急に現れた真っ赤な "その女" が異様な流れを生み出し、満を持して放たれた真っ白な "ブランコ" が約8年半の成長をありありと示し、最後は赤をベースとしつつも多彩極まるドレスに身を包み、アイドルの境界線を越えていったのだ。
蘭世さんは卒業と共に芸能界を引退する。私はもうその活動を追いかけることができないが、寺田蘭世のこれからの人生に幸あれ……。
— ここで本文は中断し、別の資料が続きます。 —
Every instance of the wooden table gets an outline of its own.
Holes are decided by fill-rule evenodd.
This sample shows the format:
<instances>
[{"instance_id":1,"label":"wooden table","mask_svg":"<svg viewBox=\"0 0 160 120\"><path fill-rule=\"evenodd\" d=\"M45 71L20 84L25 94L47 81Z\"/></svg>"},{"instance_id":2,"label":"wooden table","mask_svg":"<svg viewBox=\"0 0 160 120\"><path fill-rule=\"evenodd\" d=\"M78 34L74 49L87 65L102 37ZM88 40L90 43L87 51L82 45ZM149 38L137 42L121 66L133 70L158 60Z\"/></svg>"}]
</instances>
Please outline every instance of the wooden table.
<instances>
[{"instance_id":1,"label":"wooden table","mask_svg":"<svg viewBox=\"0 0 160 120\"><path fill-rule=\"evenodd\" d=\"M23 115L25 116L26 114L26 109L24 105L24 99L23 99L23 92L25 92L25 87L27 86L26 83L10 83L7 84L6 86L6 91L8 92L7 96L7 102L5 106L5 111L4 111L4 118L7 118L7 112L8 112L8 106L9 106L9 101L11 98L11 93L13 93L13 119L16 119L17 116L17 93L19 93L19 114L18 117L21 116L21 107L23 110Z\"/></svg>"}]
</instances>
……というのがざっくり前回までのあらすじだったわけだが、
新展開、とっくに始まってます。
寺田蘭世さんは確かに芸能界から退いた。しかし、人間・寺田蘭世としてのやさしい戦いは何も終わっていなかった。なぜ、忘れられないんだろう?などとしんみり浸っている場合ではない。新たに覚えることがわんさかだ。
年が明けての2022年。
乃木坂46のブログは消えても、蘭世さんのInstagramは消えていなかった。あれは蘭世さんが個として求めたものであり、なんとなく消えない気はしていた。卒業後しばらくは夏休みを取るとおっしゃっていたので、たま〜に何かあがったら嬉しいな……くらいの考えで日々を過ごしていた。すると嬉しいことに、たま〜にちょっとした言葉やらがInstagramに流れてくる。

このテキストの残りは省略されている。